Positive Development does not argue for a particular urban shape. Birkeland is no advocate, for example, of the compact city. In her opinion, when badly implemented, densification strategies can do more harm than good (for example, by eliminating shared public spaces or reducing the potential for passive solar energy). What Positive Development does propose is a series of meta-design principles. For example, one principle holds that urban systems need to be conceptualized as `open systems', connected by resource transfer (metabolic flows) to their hinterland. The appropriate scale for urban planning is, therefore, at the bioregional scale. Once again, densification approaches are not sustainable if they still use their regions as `sources and sinks'. Also, rather than density, multifunctionality is the variable to be optimised. Another design principle is the need to be adaptive and reversible. Incrementalism and masterplanning often lead to irreversible lock-ins. Birkeland singles out four interconnected transfer processes that are largely irreversible, and therefore foreclose future options and need to be avoided: 1) the transfer from public to private interests (which is tantamount to loss of future collective control), 2) from poor to wealthy (which is equivalent to loss of individual self-determination), 3) from future to present generations (equivalent to loss of future social choice and adaptive capacity), 4) and from environment to development (equivalent to loss of natural capital and ecosystem resilience).
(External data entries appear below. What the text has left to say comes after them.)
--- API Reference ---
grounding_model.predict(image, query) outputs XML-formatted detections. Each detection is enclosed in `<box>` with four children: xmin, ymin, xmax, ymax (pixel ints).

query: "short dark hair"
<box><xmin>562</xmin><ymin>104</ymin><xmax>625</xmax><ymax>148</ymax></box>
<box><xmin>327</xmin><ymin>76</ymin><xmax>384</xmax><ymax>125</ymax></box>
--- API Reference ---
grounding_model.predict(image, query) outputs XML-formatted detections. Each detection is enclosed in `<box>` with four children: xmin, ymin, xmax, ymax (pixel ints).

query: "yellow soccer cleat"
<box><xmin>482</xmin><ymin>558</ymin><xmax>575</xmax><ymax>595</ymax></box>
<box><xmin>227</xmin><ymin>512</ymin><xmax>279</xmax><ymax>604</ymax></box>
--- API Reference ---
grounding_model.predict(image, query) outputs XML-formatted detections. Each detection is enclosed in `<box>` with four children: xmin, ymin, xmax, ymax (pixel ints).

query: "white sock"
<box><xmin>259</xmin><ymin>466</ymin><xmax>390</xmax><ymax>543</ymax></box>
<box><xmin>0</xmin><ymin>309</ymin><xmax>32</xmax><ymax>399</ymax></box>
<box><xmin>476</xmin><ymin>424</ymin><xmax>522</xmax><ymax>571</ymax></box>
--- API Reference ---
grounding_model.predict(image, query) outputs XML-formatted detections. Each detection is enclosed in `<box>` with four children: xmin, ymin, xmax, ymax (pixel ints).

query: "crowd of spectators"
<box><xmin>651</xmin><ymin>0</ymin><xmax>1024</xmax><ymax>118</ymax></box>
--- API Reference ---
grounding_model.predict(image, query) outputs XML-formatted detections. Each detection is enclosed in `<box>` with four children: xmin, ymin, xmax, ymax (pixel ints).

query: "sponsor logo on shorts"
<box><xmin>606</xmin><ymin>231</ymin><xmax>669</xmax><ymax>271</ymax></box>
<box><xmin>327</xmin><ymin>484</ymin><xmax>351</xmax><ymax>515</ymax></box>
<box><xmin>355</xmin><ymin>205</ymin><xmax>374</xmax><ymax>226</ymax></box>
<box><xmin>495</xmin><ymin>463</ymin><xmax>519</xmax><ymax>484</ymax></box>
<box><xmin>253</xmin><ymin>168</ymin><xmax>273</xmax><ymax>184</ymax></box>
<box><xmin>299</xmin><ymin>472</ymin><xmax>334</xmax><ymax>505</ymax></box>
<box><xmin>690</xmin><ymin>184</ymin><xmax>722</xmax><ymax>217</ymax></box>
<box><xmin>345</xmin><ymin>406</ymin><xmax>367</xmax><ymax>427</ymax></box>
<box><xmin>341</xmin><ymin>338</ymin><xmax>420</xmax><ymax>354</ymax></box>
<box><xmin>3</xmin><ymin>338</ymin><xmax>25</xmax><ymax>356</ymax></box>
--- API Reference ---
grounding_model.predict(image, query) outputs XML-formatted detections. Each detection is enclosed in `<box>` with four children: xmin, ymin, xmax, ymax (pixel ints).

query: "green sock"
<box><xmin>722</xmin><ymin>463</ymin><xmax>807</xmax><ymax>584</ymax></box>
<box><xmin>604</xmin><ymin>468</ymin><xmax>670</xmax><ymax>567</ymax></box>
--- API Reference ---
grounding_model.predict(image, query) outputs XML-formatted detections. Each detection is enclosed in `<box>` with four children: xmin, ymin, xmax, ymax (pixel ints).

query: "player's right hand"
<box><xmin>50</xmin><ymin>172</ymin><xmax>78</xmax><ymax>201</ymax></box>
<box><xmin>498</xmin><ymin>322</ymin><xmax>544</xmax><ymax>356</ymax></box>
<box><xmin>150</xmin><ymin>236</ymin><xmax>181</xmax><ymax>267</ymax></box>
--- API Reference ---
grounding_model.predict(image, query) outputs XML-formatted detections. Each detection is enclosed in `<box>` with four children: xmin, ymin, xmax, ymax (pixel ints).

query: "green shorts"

Birkeland is very conscious that achieving sustainability (by any definition) is a complex, multidimensional challenge that needs to be able to align many divergent interests. However, neither market nor bureaucracy are able to bring this alignment about as in both systems the fundamental ethical issues underpinning sustainability are out of bounds. Hence, a decision arena is needed where the ethical issues surrounding resource transfers can be made transparent, debated and resolved. This planning sphere needs to be underpinned by a constitutional approach that couches ecological issues in terms of long-standing and widely accepted ethical precepts. Obviously, Positive Development is very much driven by environmental concerns. But it is fundamentally not about foisting a `green agenda' on urban planning. The spirit of planning ought to be a proces of rigorously, discursively creating transparency about resource transfers between nature and the city and between various groups of constituents bounded by an ethical framework that can be naturally accepted as binding by all stakeholders.

Positive Development, says Birkeland, "is analogous to focusing on healthy food instead of dieting.": it is a systemic approach to urban planning, both in the `hard' and in the `soft' sense. As a hard systems approach it offers a set of tools to diagnosticize design, institutional and market failures and rigorously map resource transfers at a bioregional scale. As a soft systems approach it provides an ethics-based, design-led and participatory process of enquiry into positive and integrative solutions that enhance the natural, social and economic capital embedded in urban environments. Positive Development embodies a cogent critique on a concept of sustainability that has been dominating international debate for 25 years. It is to be hoped that the approach is able to make its way into mainstream planning practices.